Pleistacantha maxima

Scientific classification
- Domain: Eukaryota
- Kingdom: Animalia
- Phylum: Arthropoda
- Class: Malacostraca
- Order: Decapoda
- Suborder: Pleocyemata
- Infraorder: Brachyura
- Family: Oregoniidae
- Genus: Pleistacantha
- Species: P. maxima
- Binomial name: Pleistacantha maxima Ahyong & Lee, 2006

= Pleistacantha maxima =

- Genus: Pleistacantha
- Species: maxima
- Authority: Ahyong & Lee, 2006

Species of crab

Pleistacantha maxima is a species of spider crab. It ranges from Sagami Bay and Okinawa Island in Japan, through Taiwan and the Philippines, to Queensland in Australia. The species inhabits depths of 100–480 m.

== Description ==
The carapace is pyriform with a postrostral carapace length 1.2–1.3 times the width. The postrostral carapace length to width ratio ranges from 1.24–1.34 (mean 1.27) for all specimens and 1.24–1.30 (mean 1.27) for mature specimens only.
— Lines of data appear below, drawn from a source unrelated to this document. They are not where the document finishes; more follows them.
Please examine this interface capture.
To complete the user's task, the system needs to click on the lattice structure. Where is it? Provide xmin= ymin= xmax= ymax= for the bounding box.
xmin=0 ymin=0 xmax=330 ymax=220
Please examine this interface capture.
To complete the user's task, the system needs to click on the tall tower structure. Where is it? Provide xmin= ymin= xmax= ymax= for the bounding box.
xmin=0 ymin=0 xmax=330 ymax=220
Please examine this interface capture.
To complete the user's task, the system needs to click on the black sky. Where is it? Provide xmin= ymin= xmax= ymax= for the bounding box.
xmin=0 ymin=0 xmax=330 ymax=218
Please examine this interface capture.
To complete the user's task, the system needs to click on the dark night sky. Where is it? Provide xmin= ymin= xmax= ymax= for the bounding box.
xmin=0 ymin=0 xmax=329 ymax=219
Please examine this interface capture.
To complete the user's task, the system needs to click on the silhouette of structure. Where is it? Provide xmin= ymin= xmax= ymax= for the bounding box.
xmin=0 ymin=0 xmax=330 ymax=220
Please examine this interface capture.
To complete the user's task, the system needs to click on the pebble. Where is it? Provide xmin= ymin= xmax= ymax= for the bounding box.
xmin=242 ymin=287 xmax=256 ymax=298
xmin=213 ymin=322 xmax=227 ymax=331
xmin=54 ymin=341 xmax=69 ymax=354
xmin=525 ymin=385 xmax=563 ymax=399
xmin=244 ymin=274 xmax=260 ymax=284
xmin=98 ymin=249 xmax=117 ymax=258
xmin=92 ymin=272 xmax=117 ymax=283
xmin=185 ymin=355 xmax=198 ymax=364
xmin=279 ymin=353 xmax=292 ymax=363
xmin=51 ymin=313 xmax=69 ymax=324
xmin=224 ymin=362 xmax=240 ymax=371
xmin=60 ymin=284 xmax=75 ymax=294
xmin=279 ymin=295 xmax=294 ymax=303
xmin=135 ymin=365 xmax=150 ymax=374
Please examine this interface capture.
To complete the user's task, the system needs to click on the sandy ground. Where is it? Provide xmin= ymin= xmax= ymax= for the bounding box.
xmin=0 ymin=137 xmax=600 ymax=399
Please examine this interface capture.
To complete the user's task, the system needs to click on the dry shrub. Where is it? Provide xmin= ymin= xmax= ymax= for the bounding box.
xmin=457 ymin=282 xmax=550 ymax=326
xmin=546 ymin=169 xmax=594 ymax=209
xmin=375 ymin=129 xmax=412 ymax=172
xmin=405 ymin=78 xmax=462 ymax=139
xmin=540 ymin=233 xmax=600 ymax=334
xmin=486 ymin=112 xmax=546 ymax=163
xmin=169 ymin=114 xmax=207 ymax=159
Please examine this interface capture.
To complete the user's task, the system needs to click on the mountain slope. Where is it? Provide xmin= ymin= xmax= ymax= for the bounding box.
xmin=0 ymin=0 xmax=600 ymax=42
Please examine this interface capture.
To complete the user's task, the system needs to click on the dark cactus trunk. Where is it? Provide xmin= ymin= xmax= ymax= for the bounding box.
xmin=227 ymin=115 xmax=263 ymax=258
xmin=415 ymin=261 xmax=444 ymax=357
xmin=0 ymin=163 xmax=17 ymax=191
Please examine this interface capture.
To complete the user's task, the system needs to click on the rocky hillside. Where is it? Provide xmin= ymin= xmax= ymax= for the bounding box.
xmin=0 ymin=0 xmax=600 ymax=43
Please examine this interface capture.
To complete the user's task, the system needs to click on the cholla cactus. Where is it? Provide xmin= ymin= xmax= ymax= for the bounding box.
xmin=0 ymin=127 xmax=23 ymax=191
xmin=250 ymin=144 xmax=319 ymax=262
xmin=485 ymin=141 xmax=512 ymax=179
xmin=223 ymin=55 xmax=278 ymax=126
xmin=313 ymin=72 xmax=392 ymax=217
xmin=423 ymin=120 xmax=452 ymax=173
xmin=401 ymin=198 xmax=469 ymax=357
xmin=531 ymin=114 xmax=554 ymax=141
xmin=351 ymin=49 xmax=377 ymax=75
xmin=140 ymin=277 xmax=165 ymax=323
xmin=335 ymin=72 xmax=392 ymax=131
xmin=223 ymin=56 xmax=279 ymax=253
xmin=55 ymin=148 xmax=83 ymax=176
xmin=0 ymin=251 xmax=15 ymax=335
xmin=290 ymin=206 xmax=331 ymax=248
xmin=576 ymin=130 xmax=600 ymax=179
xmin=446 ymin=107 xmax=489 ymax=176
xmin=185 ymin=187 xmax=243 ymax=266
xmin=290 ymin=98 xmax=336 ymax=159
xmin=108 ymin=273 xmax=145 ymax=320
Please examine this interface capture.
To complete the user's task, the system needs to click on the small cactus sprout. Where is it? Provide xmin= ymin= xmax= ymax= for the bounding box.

The gastric and branchial spines are proportionally much longer than in Pleistacantha oryx, being as long as or longer than the anterior hepatic spine.

Its walking legs are long and slender, decreasing in length posteriorly. P2 measures about 3.2–3.5 times the postrostral carapace length in males and 2.2–3.1 times in females. The interantennular spine is bifurcated in the distal third or quarter and divergent.